The American Heart Association Eating Plan suggests eating a variety of food fiber sources. Fiber is important for the health of the digestive system and for lowering cholesterol. Foods containing fiber are good sources of other essential nutrients. Depending on how they're prepared, these foods are typically also low in fat, saturated fat and cholesterol. Fruits, vegetables, whole-grain and fortified foods, beans and legumes are good sources of both soluble and insoluble dietary fiber.

Total dietary fiber intake should be 25-30 grams a day. Right now dietary fiber intakes among adults in the United States average about 10-15 grams. That's about half the recommended amount.

What is dietary fiber?

Dietary fiber is the term for several materials that make up the parts of plants your body can't digest. Fiber is classified as soluble or insoluble.

When eaten regularly as part of a low-fat, low-cholesterol diet, soluble fiber has been shown to help lower blood cholesterol. Oats have the highest proportion of soluble fiber of any grain. Foods high in soluble fiber include oat bran, oatmeal, beans, peas, rice bran, barley, citrus fruits, strawberries and apple pulp. NOTE: Many commercial oat bran and wheat bran products (muffins, chips, waffles) actually contain very little bran. They also may be high in sodium, total fat and saturated fat. Read the labels carefully.

Insoluble fiber doesn't seem to help lower blood cholesterol. However, it's an important aid in normal bowel function. Foods high in insoluble fiber include whole-wheat breads, wheat cereals, wheat bran, rye, rice, barley, most other grains, cabbage, beets, carrots, Brussels sprouts, turnips, cauliflower and apple skin.

Fiber is also thought to reduce cancer risk by binding carcinogens in the intestines and making a favorable environment for beneficial bacterial flora. Fiber is acted upon by intestinal enzymes and microbes, yielding short chain fatty acids (SCFAs), which are noted to have anticancer effects. [1].

Fiber may also prevent gallstone formation. Dietary fiber appears to deter the synthesis and absorption of secondary bile acids (SBAs), which are unhealthy bile metabolites that form in the intestinal tract. Certain SBAs have been linked with increased cholesterol saturation of bile and thus gallstone formation. Fiber not only allows less time for SBAs to form in the gut by improving intestinal motility, it may also bind SBAs and escort them out of the body. Population research has confirmed that low-fiber diets predispose toward gallstone formation. [2].

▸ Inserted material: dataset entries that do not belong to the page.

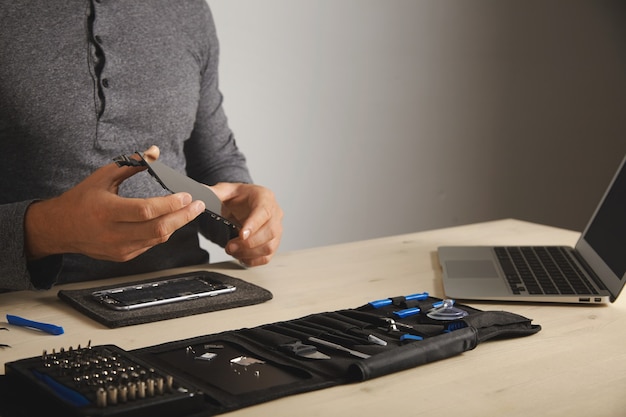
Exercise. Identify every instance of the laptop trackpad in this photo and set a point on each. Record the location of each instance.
(471, 269)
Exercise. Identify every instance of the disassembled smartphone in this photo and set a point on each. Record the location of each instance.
(170, 289)
(175, 182)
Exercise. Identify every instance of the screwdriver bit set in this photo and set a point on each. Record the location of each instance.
(102, 381)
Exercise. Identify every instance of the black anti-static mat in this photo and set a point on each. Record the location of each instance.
(246, 294)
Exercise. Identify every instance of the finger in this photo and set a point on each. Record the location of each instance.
(135, 237)
(135, 210)
(152, 153)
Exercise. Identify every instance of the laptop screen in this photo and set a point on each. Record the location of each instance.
(605, 235)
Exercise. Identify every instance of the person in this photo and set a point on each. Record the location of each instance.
(84, 81)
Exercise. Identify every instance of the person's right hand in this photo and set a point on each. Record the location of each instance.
(93, 220)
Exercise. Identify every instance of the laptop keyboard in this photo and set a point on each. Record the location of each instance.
(542, 270)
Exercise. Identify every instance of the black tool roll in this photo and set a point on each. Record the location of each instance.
(235, 369)
(216, 373)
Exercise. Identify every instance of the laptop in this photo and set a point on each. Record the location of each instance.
(594, 271)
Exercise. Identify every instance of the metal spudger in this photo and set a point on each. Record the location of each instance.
(175, 182)
(339, 347)
(304, 351)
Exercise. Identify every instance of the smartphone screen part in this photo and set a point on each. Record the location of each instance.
(162, 291)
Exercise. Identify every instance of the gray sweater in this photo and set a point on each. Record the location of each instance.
(82, 81)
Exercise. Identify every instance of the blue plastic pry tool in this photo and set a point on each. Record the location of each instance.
(45, 327)
(407, 312)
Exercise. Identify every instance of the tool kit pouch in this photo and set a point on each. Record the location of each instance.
(217, 373)
(239, 368)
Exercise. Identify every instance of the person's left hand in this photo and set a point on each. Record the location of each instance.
(257, 210)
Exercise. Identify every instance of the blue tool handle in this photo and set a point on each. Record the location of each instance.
(387, 301)
(407, 336)
(408, 312)
(48, 328)
(421, 296)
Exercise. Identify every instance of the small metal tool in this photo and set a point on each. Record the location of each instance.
(301, 350)
(339, 347)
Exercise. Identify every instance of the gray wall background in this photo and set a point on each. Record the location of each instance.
(370, 118)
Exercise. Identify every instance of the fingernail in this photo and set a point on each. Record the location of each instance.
(185, 198)
(199, 206)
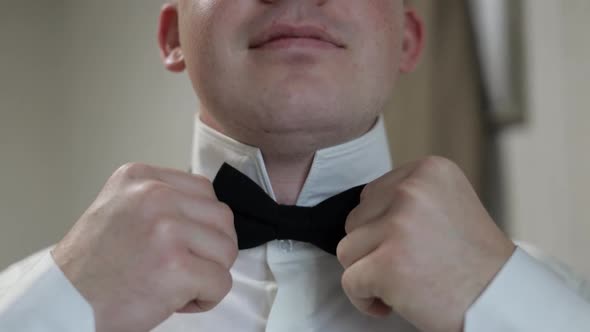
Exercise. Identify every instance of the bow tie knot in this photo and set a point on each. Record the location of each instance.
(259, 219)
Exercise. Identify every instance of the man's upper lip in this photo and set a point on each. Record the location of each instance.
(278, 31)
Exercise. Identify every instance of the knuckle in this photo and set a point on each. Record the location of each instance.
(164, 230)
(347, 281)
(229, 252)
(436, 164)
(222, 285)
(342, 253)
(132, 170)
(152, 190)
(408, 191)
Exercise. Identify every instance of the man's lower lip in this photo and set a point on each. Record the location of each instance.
(287, 43)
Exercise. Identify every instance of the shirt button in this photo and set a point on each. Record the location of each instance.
(286, 245)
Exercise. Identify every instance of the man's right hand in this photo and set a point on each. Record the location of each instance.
(155, 242)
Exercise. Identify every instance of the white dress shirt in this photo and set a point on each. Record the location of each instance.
(290, 286)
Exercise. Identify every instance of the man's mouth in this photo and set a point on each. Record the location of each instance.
(281, 36)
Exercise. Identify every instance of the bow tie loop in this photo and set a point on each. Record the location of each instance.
(259, 219)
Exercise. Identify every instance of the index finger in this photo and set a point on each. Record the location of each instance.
(191, 184)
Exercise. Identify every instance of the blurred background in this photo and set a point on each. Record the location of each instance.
(502, 90)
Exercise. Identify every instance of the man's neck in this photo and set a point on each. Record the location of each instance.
(287, 171)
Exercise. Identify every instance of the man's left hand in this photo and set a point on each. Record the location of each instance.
(421, 243)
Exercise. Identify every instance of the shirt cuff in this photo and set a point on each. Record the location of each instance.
(526, 296)
(43, 300)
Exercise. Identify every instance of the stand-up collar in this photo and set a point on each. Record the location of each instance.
(333, 170)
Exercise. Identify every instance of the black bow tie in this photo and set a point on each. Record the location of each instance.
(259, 219)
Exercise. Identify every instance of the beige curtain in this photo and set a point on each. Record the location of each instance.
(438, 109)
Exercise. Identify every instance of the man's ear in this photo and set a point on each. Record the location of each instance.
(169, 39)
(413, 42)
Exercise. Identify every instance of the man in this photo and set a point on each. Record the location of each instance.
(291, 96)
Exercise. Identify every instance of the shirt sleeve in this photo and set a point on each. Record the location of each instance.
(35, 296)
(527, 296)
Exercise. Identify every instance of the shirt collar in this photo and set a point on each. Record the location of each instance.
(333, 170)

Fiber's impact on Hypercholesterolemia

Fifty-one healthy, moderately hypercholesterolemic men and women consuming their usual fat-modified diets completed a 6-month, randomized, double-blind, placebo-controlled, parallel comparison of 15 g/day supplemental water-soluble dietary fiber (WSDF; a mixture of psyllium, pectin, guar gum, and locust bean gum) and an inactive WSDF control (acacia gum). The WSDF mixture yielded 6.4% and 10.5% reductions in mean plasma total and low-density lipoprotein cholesterol concentrations, respectively, after 8 weeks, which were sustained at 16 and 24 weeks. [3].

Water-soluble dietary fibers (WSDF) are generally thought to lower cholesterol. Another study compared the cholesterol-lowering effects of a medium viscosity WSDF mixture (psyllium, pectin, guar gum and locust bean gum) with an equal amount of WSDF from acacia gum, which has a lower viscosity. Hypercholesterolemic males (n = 13) and females (n = 16) were randomly assigned to one of two WSDF treatments provided in a low-calorie powder form for mixing into beverages.

WSDF mixture yielded a 10% decrease in plasma total cholesterol (from 251 +/- 20 to 225 +/- 19 mg/dL; p < 0.01), and a 14% reduction in low-density lipoprotein cholesterol (from 167 +/- 14 to 144 +/- 14 mg/dL; p < 0.001). In contrast, the acacia gum-treated group showed no change in any plasma lipid parameters. These data support previous findings that a diet rich in select WSDF can be a useful cholesterol-lowering adjunct to a fat-modified diet, but that caution should be exercised in ascribing cholesterol-lowering efficacy to dietary fibers based solely on their WSDF classification. [4].